Teachers and parents! Our Teacher Edition on A Day’s Wait makes teaching easy.

The unnamed narrator of this story, the father of a nine-year-old boy nicknamed Schatz, notices one morning that his son seems ill. He urges the boy to go back to bed, but the boy denies that he’s sick until his father feels his forehead and confirms that he has a fever.

The doctor comes to examine the boy. He takes the boy’s temperature and tells them that the boy has a fever of 102 degrees. Downstairs, the doctor gives medicine to the boy’s father and diagnoses the boy with mild influenza, which he says isn’t dangerous as long as the fever stays below 104 degrees.
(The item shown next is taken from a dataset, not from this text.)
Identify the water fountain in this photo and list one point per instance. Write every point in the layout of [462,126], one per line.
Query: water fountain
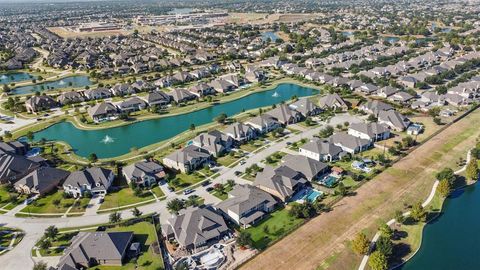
[107,139]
When the doctor leaves, the father reads to his son aloud from a book about pirates. He notes that the boy looks very pale and inattentive. Eventually the boy tells his father that he doesn’t have to stay in the room with him, “if it bothers you.” His father denies this, but the boy only repeats himself, “No, I mean you don’t have to stay if it’s going to bother you.” Reasoning that his son must be feeling a bit lightheaded, the father gives him more medicine and leaves him alone to rest.

The father heads outside with his dog to hunt quail. The landscape is entirely coated with frozen sleet. He kills several birds with difficulty due to the icy conditions, but he is happy to have found a covey of quail so close by and looks forward to hunting more birds in the future.

When he returns home, the father learns that the boy hasn’t allowed anyone to come into his room, insisting that no one else must catch his fever. The father goes in, anyway, and takes his temperature again: 102.4 degrees. The boy asks about the temperature, and his father says it’s nothing to worry about. The boy admits that he can’t help thinking about it. His father gives him the next dose of medicine, and the boy asks if it will do any good. His father assures him that it will, but the boy still seems preoccupied.

Suddenly the boy asks his father what time he’s going to die. The father is startled and reassures him that he isn’t going to die. The boy replies that he heard the doctor say his temperature was 102 degrees, and he learned from his classmates in France that a fever over 44 degrees is deadly. The father realizes that his son has spent the whole day waiting to die.

He explains to the boy that France and America use different thermometers and units of temperature, just like they use different units of distance—miles and kilometers. The boy simply says “Oh,” but his whole body relaxes. The story ends with the father noting how the next day the boy had loosened his “hold over himself” so much that “he cried very easily at things that were of no importance.”